Building AI Dubliners has been more than a content project. It has also been a hands-on lesson in what it really means to work with AI systems day after day.
I do not come from a technical background, so while building the AI Dubliners website, I have relied heavily on AI tools to help shape the structure, content, and problem-solving process. Like many people, I have started using these systems not only as tools, but as collaborators.
And that is exactly why trust matters so much.
At one stage of the website build, after a growing volume of messages and files, I was prompted to upgrade my plan so I could continue the work. I upgraded immediately because I wanted to keep moving. But soon after, the project context I had been relying on was no longer there.
The financial side was not the real issue. The bigger issue was trust.
When people use AI to support serious work, they are not only looking for output. They are looking for continuity, reliability, and confidence that the system will still be there when the work becomes important.
That experience also reinforced something else I have been noticing more often while working with AI.
These systems can sound highly confident, even when the reality is far more uncertain.
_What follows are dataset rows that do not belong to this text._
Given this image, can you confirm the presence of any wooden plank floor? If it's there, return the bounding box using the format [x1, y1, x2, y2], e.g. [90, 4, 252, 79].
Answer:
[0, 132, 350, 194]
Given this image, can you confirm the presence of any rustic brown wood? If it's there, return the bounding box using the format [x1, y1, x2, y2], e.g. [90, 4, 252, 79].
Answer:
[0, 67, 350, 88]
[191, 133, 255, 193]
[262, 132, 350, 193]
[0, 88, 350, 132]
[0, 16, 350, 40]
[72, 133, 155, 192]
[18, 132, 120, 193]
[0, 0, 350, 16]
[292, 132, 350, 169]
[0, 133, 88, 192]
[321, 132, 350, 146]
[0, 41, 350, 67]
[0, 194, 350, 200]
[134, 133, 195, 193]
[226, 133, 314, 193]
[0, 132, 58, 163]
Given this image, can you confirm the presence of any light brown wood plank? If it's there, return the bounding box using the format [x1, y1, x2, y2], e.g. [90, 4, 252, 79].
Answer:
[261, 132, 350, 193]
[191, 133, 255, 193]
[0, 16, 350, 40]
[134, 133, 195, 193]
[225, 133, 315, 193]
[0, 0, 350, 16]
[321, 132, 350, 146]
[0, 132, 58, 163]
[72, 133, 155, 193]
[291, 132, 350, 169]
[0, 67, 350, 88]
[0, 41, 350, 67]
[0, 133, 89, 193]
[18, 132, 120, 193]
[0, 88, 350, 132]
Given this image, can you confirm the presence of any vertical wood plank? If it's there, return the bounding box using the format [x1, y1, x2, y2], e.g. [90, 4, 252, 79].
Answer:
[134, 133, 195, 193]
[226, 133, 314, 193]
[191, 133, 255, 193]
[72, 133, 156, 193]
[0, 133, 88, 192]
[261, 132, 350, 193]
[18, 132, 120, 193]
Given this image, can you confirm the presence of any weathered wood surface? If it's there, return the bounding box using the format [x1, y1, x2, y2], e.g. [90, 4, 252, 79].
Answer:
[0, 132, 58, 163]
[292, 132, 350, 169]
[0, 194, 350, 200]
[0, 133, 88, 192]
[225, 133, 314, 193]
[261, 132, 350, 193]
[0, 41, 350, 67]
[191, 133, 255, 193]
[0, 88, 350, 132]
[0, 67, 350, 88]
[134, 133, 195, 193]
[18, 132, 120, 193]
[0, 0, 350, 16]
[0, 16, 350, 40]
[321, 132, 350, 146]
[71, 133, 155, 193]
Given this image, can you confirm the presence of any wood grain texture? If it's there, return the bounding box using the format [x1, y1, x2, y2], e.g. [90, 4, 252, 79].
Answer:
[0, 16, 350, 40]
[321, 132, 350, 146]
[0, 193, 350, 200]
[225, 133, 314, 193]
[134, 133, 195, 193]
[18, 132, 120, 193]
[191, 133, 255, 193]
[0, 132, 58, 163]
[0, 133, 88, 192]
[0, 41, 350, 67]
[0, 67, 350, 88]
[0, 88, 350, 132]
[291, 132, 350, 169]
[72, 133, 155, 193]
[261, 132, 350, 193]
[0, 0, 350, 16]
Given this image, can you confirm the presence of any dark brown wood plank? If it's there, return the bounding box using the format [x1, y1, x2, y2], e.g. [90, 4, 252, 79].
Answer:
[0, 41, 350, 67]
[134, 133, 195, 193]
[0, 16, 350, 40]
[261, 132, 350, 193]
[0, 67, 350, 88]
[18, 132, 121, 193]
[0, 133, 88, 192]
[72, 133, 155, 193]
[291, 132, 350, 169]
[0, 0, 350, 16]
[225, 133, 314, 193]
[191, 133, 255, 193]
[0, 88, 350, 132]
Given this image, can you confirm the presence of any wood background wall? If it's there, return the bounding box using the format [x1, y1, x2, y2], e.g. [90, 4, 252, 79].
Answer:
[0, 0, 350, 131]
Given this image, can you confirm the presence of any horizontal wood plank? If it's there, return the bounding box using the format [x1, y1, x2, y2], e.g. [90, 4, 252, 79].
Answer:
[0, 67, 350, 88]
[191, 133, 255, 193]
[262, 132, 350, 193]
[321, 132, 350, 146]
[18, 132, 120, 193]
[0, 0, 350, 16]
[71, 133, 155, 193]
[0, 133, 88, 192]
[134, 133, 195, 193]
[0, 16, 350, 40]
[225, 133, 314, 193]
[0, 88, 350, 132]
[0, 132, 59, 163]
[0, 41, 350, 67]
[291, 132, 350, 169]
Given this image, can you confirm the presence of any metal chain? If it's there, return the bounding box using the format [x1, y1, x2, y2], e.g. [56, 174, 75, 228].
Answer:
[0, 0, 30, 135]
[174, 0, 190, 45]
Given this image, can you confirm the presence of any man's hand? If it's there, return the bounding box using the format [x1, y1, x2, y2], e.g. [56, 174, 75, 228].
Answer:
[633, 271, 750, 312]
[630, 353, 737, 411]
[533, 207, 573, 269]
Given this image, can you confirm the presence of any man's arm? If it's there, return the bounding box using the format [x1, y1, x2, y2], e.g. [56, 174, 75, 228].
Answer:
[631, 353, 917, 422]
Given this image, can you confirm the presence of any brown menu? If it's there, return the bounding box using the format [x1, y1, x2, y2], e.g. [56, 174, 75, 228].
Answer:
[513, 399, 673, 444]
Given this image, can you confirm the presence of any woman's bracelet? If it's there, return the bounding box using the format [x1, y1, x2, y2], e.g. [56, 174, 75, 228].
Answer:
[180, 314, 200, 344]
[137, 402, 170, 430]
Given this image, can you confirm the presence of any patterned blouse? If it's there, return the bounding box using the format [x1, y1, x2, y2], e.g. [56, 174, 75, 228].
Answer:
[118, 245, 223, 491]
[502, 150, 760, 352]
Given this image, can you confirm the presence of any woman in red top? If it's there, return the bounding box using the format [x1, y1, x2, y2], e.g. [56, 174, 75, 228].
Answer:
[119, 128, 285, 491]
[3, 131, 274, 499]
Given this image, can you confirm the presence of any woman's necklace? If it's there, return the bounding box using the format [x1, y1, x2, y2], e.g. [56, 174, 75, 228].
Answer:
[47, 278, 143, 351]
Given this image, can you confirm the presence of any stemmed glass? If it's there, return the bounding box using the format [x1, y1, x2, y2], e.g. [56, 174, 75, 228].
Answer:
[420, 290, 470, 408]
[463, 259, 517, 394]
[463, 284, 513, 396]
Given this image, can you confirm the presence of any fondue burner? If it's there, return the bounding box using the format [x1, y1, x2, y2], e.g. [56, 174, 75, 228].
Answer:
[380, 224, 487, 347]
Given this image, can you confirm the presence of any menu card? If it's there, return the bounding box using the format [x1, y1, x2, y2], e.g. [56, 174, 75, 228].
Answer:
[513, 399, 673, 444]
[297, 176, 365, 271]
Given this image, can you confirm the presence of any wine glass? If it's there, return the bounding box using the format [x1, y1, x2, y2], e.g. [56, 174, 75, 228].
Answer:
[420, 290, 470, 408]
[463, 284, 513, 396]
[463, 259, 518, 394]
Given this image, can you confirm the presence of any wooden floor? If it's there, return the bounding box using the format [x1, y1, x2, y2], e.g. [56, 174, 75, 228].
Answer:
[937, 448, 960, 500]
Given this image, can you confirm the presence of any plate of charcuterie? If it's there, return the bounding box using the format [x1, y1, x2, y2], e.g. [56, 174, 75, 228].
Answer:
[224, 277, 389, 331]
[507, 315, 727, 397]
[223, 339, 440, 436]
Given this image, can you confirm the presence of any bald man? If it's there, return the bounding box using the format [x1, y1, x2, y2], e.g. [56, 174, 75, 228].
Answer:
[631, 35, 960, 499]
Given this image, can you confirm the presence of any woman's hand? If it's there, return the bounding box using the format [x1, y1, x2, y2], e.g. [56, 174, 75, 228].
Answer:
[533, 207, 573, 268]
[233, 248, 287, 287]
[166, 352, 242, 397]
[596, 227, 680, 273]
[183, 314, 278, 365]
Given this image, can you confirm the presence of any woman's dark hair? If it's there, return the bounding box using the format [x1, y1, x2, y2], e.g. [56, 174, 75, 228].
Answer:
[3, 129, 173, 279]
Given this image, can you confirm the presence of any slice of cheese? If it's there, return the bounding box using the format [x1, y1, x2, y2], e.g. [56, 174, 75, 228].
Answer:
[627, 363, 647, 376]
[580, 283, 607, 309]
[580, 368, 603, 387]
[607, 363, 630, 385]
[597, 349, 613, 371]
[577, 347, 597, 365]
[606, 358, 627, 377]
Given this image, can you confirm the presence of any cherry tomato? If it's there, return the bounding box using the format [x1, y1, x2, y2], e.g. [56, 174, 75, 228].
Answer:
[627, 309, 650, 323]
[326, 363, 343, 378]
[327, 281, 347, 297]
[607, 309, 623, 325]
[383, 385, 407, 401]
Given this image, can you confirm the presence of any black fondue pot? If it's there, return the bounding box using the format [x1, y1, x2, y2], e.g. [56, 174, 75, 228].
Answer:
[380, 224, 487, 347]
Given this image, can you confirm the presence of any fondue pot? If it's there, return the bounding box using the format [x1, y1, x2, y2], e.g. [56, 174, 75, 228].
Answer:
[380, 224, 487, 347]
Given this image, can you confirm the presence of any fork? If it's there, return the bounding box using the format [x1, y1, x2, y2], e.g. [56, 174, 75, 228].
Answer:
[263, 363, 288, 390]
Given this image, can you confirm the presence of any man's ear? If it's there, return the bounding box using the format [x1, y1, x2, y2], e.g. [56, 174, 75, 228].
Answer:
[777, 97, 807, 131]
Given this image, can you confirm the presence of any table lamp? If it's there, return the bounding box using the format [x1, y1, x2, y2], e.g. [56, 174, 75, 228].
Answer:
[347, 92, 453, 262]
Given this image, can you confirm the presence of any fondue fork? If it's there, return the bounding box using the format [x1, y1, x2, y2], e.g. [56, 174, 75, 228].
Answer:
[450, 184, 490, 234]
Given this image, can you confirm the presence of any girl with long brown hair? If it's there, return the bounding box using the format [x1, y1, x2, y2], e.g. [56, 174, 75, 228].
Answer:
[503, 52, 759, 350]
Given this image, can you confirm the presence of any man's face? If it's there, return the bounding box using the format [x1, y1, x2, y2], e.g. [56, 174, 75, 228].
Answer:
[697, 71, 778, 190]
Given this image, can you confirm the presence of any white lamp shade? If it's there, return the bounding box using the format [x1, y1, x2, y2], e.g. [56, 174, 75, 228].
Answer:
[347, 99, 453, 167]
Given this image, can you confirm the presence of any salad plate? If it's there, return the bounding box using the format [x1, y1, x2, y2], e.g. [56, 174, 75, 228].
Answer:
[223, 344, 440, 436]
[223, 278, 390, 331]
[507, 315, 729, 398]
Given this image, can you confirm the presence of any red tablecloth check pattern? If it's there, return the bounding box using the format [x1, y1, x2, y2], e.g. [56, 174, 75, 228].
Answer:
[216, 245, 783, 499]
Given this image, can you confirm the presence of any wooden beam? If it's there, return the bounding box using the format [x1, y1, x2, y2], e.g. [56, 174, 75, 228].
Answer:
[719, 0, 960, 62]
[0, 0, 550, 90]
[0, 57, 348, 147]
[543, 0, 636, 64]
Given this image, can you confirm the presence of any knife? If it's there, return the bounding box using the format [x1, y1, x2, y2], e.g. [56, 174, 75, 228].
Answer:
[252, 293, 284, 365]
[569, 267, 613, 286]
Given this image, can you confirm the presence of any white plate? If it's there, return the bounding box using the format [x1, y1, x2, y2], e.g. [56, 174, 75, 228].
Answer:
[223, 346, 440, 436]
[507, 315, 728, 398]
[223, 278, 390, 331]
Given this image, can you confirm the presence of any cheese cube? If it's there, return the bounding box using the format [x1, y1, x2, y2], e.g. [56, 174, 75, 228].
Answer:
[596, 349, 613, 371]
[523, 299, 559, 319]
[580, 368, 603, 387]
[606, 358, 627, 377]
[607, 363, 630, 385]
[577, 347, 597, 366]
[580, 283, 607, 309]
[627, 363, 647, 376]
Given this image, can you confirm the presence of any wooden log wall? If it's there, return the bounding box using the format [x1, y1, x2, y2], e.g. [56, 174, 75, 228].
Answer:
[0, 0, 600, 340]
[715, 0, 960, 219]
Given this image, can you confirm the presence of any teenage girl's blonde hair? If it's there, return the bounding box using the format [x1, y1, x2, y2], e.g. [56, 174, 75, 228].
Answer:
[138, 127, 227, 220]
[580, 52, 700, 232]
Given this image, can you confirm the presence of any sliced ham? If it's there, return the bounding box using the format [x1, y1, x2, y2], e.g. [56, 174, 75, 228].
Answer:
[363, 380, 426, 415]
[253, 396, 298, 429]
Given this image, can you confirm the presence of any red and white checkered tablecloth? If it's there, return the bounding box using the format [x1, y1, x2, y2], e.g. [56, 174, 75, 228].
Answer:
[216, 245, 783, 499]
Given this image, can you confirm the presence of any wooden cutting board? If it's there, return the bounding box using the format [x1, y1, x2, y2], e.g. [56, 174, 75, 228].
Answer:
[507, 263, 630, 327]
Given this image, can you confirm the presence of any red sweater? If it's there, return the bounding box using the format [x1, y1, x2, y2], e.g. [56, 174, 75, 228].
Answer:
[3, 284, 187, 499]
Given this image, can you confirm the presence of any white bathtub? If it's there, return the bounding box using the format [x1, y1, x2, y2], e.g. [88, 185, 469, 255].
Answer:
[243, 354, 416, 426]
They often say that something is possible, straightforward, or easy to fix. But in practice, the actual work can turn out to be slower, messier, and much more complex than the response initially suggests.
That gap matters.
Because the cost is not just technical. It is emotional and operational too. It affects time, energy, motivation, and confidence in the process itself.
There is a lot of discussion about AI becoming smarter than humans. But in real workflows, intelligence alone is not enough. Systems also need continuity, context, dependability, and the ability to support an outcome from beginning to end.
That is one reason many companies still remain cautious.
AI can be extremely helpful. It can accelerate learning, unblock progress, and make ambitious projects more accessible. But it still works best when a human stays in control, keeps track of the direction, and treats the system as powerful support rather than dependable certainty.
For me, this has not reduced the excitement of building AI Dubliners. If anything, it has made the journey more real.
Because this is where the real conversation around AI begins, not only in what it can generate, but in whether it can be trusted as part of meaningful work.